It’s been a bad week for Barack Obama, and things just got worse. On top of the growing scandals over the I.R.S. targeting conservative groups and the Justice Department snooping on journalists, the president has just received a major constitutional reprimand from the federal courts over his dubious exercise of executive power.

According to the Constitution, the president must seek the “advice and consent” of the Senate when filling certain government positions. The president may only bypass this confirmation requirement in those rare cases where a temporary appointment is needed to "fill up all vacancies that may happen during the recess of the Senate." This is known as the president’s recess appointment power.
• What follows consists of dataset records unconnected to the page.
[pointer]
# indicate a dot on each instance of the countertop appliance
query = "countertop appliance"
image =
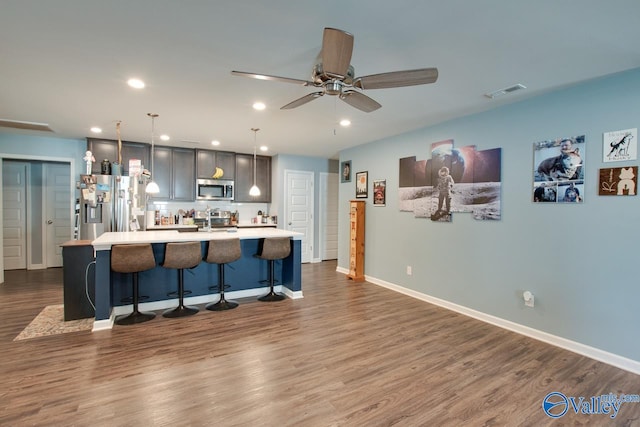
(214, 189)
(214, 218)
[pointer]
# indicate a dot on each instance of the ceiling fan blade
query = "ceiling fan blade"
(337, 47)
(397, 79)
(301, 101)
(360, 101)
(272, 78)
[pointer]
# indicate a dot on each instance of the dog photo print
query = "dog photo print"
(618, 181)
(620, 145)
(558, 171)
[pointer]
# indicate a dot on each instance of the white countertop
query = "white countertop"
(171, 227)
(105, 241)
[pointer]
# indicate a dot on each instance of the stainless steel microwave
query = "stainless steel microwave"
(214, 189)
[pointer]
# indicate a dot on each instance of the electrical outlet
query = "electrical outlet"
(528, 298)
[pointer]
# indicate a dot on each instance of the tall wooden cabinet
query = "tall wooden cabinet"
(356, 240)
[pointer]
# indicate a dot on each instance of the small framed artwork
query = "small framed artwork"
(620, 145)
(618, 181)
(362, 183)
(379, 192)
(345, 169)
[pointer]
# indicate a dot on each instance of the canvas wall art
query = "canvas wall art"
(452, 180)
(558, 170)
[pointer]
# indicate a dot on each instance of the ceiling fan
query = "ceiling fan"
(334, 74)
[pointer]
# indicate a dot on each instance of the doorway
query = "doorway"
(328, 196)
(36, 214)
(298, 208)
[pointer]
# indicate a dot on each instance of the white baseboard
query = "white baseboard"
(573, 346)
(100, 325)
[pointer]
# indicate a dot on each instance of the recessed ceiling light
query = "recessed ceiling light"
(504, 91)
(135, 83)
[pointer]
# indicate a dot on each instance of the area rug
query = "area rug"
(50, 321)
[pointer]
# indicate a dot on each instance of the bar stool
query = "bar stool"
(271, 249)
(134, 259)
(222, 252)
(180, 256)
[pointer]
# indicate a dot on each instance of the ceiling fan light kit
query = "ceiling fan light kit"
(335, 75)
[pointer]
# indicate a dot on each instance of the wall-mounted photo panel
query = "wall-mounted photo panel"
(558, 170)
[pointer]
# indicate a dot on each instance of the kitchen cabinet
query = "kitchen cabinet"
(174, 172)
(244, 178)
(356, 240)
(108, 149)
(208, 160)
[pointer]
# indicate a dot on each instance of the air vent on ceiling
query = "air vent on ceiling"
(16, 124)
(505, 91)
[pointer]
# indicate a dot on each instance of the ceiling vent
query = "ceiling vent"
(505, 91)
(16, 124)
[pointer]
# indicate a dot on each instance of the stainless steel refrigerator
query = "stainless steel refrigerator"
(111, 203)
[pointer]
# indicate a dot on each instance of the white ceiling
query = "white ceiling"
(66, 62)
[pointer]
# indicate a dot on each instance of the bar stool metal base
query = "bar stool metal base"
(180, 311)
(271, 297)
(135, 317)
(222, 305)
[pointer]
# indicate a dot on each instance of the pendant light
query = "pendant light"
(254, 191)
(152, 187)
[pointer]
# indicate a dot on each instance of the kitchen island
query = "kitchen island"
(244, 275)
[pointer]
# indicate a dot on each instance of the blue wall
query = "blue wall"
(44, 147)
(580, 261)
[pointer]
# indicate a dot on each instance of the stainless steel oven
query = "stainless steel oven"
(214, 189)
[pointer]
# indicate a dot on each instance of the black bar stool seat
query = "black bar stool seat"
(221, 252)
(181, 255)
(272, 249)
(133, 258)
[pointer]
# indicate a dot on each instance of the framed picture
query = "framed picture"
(345, 168)
(379, 192)
(618, 181)
(362, 184)
(619, 146)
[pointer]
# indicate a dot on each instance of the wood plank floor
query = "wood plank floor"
(347, 354)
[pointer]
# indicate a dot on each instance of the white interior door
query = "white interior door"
(328, 196)
(14, 209)
(299, 208)
(58, 205)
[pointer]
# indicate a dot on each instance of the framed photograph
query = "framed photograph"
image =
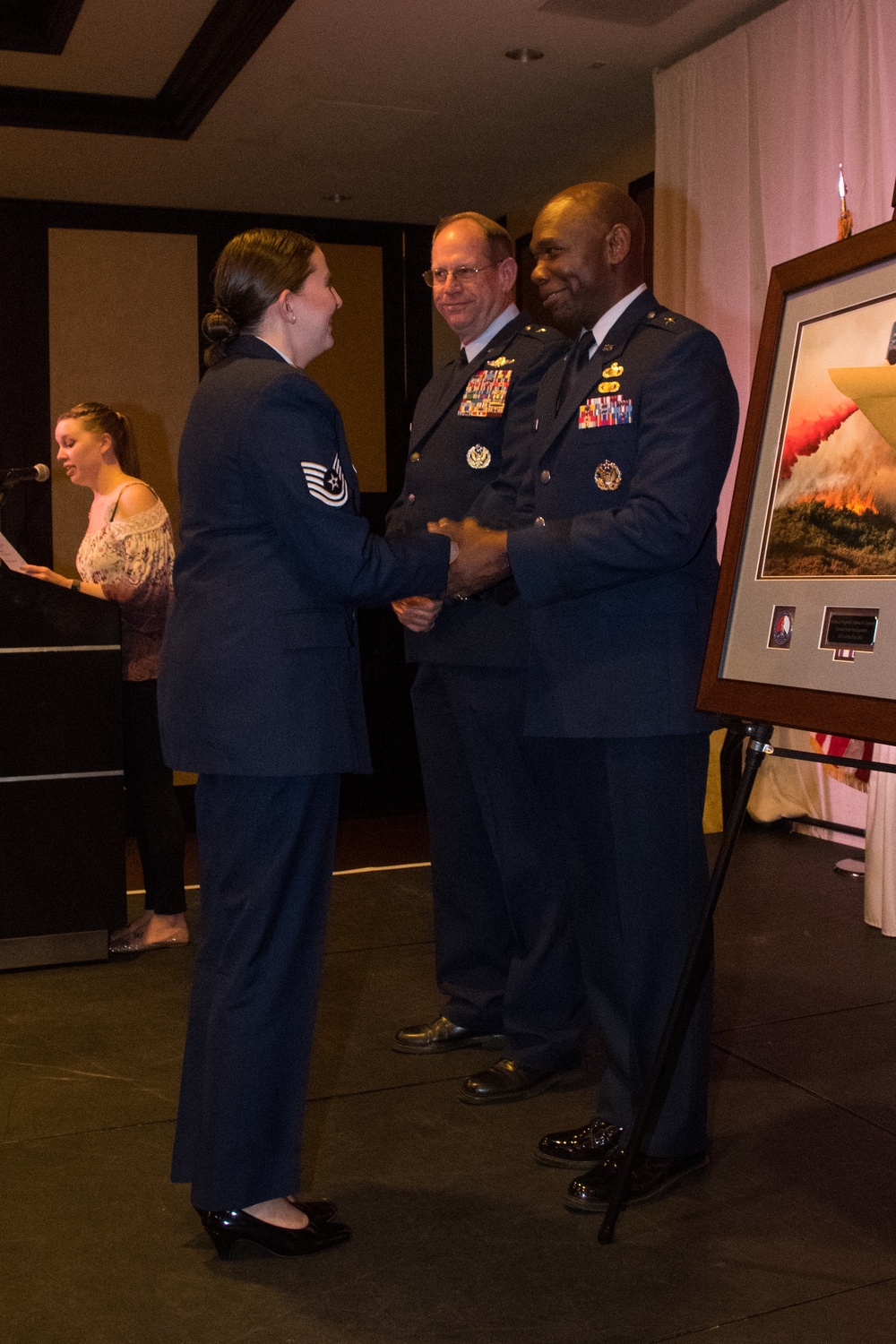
(804, 631)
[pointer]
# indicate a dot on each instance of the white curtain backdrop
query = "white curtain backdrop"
(750, 137)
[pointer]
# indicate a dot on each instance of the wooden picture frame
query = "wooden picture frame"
(804, 629)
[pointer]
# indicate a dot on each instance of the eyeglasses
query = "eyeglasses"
(462, 274)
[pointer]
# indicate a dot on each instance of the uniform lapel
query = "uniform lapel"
(589, 376)
(454, 378)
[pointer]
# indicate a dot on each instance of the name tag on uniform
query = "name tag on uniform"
(487, 392)
(600, 411)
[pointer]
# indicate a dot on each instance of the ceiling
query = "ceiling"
(409, 108)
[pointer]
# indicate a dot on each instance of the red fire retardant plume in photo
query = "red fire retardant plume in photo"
(806, 435)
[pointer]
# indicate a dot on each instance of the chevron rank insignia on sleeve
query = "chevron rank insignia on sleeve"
(327, 483)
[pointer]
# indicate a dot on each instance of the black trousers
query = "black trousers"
(632, 814)
(505, 948)
(266, 857)
(158, 817)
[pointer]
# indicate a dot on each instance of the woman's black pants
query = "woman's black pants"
(158, 817)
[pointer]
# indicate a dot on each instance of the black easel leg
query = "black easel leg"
(759, 736)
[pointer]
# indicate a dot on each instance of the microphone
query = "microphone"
(39, 472)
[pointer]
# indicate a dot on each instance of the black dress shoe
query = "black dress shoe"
(437, 1037)
(649, 1179)
(506, 1081)
(316, 1210)
(578, 1150)
(228, 1226)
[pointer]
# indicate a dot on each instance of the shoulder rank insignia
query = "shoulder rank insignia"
(607, 476)
(325, 483)
(487, 392)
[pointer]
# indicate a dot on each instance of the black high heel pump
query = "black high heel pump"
(228, 1226)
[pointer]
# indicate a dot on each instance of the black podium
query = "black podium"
(62, 854)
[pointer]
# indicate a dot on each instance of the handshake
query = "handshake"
(479, 562)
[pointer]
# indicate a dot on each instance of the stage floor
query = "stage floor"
(788, 1238)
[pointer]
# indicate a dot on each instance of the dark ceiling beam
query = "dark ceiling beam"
(42, 26)
(228, 39)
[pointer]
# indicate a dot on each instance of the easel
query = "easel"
(689, 983)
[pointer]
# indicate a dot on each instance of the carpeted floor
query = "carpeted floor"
(788, 1238)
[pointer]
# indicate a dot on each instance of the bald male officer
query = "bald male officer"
(504, 943)
(634, 437)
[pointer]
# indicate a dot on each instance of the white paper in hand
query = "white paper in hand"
(10, 556)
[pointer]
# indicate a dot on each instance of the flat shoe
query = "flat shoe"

In a decision handed down Thursday morning, the U.S. Court of Appeals for the 3rd Circuit ruled that Obama violated the Constitution by making a recess appointment to the National Labor Relations Board in 2010 when the Senate was not actually in recess. In an unprecedented move two years later, when the Senate was holding pro forma sessions for the precise purpose of denying him the lawful ability to make a recess appointment, Obama simply ignored this legal impediment and made four purported recess appointments anyway, including the addition of three members to the NLRB.

In its decision, the 3rd Circuit strongly rejected Obama’s unilateral action. “Nothing in the text of the Clause or the historical record suggests that it is intended to be a type of pressure valve for when the president cannot obtain the Senate‘s consent, whether that be because it has become dysfunctional or because it rejects a president‘s nominations,” the court held. Indeed, the opinion continued, under the government’s interpretation, “If the Senate refused to confirm a president‘s nominees, then the president could circumvent the Senate‘s constitutional role simply by waiting until senators go home for the evening.” So much for the separation of powers.
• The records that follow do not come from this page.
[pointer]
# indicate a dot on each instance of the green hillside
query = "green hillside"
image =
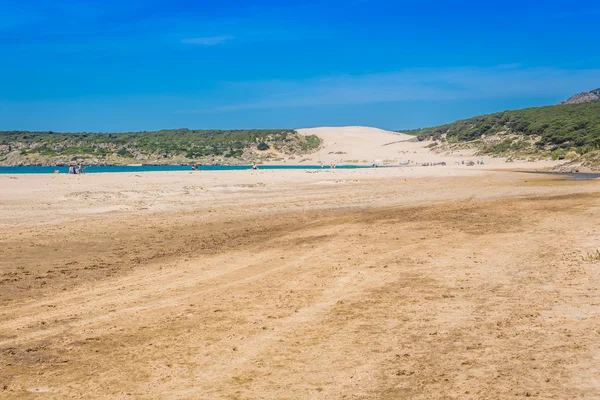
(180, 145)
(573, 127)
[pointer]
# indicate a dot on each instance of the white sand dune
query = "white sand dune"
(358, 143)
(363, 145)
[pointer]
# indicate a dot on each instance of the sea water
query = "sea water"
(157, 168)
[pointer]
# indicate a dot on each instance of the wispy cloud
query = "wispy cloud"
(207, 41)
(460, 83)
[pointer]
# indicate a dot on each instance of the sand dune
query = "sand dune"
(363, 145)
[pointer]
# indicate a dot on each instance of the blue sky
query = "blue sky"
(108, 65)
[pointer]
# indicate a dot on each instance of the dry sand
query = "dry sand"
(423, 283)
(363, 145)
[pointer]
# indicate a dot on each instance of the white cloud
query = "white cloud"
(208, 41)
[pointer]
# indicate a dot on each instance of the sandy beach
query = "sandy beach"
(391, 283)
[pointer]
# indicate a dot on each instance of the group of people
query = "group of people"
(75, 169)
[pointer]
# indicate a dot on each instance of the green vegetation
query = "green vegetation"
(164, 145)
(592, 257)
(565, 127)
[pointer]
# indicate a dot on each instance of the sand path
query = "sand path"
(348, 284)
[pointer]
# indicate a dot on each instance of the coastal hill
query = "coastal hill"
(564, 131)
(161, 147)
(356, 144)
(585, 97)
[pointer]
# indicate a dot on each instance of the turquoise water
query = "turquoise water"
(157, 168)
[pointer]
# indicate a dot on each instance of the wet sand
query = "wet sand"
(430, 283)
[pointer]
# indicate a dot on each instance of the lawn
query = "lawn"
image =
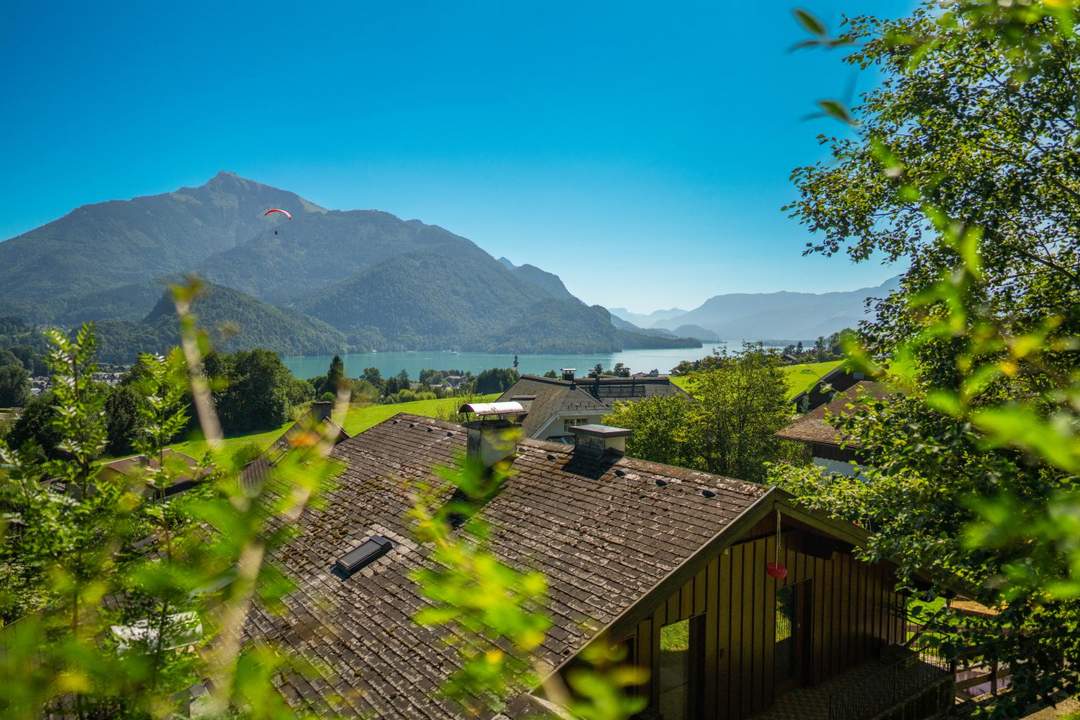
(799, 377)
(359, 419)
(802, 377)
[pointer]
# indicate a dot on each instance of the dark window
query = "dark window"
(356, 559)
(793, 634)
(680, 656)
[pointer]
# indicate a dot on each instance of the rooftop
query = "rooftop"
(604, 530)
(814, 426)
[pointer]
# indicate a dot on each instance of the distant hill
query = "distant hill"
(375, 281)
(548, 282)
(787, 315)
(48, 272)
(698, 333)
(646, 321)
(234, 321)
This is the second major ruling against Obama’s recess appointments. In January, the U.S. Court of Appeals for the District of Columbia Circuit voided all three of the president’s 2012 additions to the NLRB. As Chief Judge David Sentelle held in that case, Obama’s actions “would demolish the checks and balances inherent in the advice-and-consent requirement, giving the President free rein to appoint his desired nominees at any time he pleases, whether that time be a weekend, lunch, or even when the Senate is in session and he is merely displeased with its inaction.”

These are strong arguments against Obama’s behavior. The recess appointment power was designed to act as a sort of safety net covering the long stretch between formally enumerated Senate sessions—not to help the president and his nominees duck a difficult Senate confirmation process. As University of San Diego law professor Michael Rappaport, one of the leading authorities on the Appointments Clause, has observed, “If the original meaning were followed... the President could only make recess appointments during the single annual intersession recess and only for vacancies that arose during that recess.”

Last month, the Obama administration appealed the D.C. Circuit’s ruling to the U.S. Supreme Court, arguing that it would “dramatically curtail the scope of the President’s authority.” Today’s decision by the 3rd Circuit increases the already strong chance of the justices agreeing to take the case.

They should take it—and the president should lose. Obama’s impatience with the Senate is no excuse for his infidelity to the Constitution.

Editor's Note: This article originally misstated the dates of the president's recess appointments.